Background and overview[1][2]
The binders in NEPE propellants generally use polyethylene glycol (PEG), polycaprolactone (PCL) or polycaprolactone polymer (PCP), polyethylene adipate (PGA) ), poly(ethylene oxide-tetrahydrofuran) copolyether, etc. The curing agent generally uses multifunctional isocyanate (N-100), hexamethylene diisocyanate (HDI), etc. In this type of curing system, because the isocyanate compound is highly reactive and can quickly react with water or organic acids to generate CO2, many pores are easily formed during the curing process of the propellant, which reduces the density of the propellant and affects its mechanical properties, safety and safety. Reliability also drops. One of the solutions is to use a curing system composed of terminal alkynyl compounds and azide compounds. The most commonly used adhesive is propynyl-tetrapolyethylene glycol.
Apply[3]
Propargyl-tetrapolyethylene glycol is a pharmaceutical intermediate and chemical synthesis raw material. It is an internationally popular PEGLINKER-type linking agent product and a binding and curing agent in NEPE propellant.
Preparation[2]
Industrial additives
Add 1.4g potassium tert-butoxide, 2.0g tetrapolyethylene glycol, 3.0g propyne bromide and 95mL tetrahydrofuran respectively to a three-necked flask equipped with a magnetic stirrer, reflux condenser and thermometer, and vent them under nitrogen protection , water bath heating, reaction temperature 30°C, reaction 24h. Extract with saturated saline solution, evaporate the upper layer, and dry under vacuum to obtain a viscous liquid product with a yield of 86.1%.

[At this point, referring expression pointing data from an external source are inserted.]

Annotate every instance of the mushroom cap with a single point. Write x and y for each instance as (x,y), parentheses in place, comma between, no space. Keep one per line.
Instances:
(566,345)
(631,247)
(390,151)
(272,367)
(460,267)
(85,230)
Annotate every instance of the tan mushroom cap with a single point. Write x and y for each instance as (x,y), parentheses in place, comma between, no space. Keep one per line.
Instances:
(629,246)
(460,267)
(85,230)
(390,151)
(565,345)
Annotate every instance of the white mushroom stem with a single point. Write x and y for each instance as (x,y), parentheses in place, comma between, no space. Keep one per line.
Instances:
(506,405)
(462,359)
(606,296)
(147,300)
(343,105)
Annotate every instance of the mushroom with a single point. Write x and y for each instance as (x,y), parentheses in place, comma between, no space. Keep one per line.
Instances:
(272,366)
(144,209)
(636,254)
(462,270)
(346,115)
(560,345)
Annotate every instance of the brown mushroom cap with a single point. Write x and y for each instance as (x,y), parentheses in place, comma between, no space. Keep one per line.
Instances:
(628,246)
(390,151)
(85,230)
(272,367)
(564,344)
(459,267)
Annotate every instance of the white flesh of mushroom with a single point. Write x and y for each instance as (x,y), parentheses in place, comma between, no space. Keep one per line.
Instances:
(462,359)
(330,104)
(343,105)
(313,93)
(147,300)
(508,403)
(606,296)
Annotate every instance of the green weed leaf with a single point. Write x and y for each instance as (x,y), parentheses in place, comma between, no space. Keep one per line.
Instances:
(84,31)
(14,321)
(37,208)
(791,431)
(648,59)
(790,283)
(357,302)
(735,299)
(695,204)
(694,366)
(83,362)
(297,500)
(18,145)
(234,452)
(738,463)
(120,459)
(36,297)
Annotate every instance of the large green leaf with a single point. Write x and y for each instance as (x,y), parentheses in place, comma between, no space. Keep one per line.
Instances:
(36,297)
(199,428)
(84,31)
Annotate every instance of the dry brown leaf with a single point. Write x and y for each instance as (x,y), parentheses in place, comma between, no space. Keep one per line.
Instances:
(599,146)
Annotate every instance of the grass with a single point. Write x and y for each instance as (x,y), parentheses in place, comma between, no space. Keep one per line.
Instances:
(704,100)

The obtained product is subjected to a curing reaction with an azide curing agent with a functionality of 3.82, using CuI as the catalyst and triglyceryl acetate as the plasticizer to obtain the cured product propynyl-tetrapolyethylene glycol.
Main reference materials
[1] Zou Yecheng, Qu Zhengyang, Zhai Jinxian, Guo Xiaoyan, & Yang Rongjie. (2016). Study on the kinetics of click chemical cross-linking reaction of polyether bulk terminals. Journal of Polymers (2), 219-225.
[2] Qu Zhengyang, Zhai Jinxian, Zhang Hanyu, & Yang Rongjie. (2010). Synthesis and solidification of terminal alkynyl polyethylene glycol. Journal of Explosives and Explosives, 33(6), 61-64.
[3] Guan Xin, & Li Jianmin. (2011). Research on improving the mechanical properties of GAP propellant using azido-alkyne click chemistry method. Chinese Chemical Society National Academic Conference on Chemical Propellants.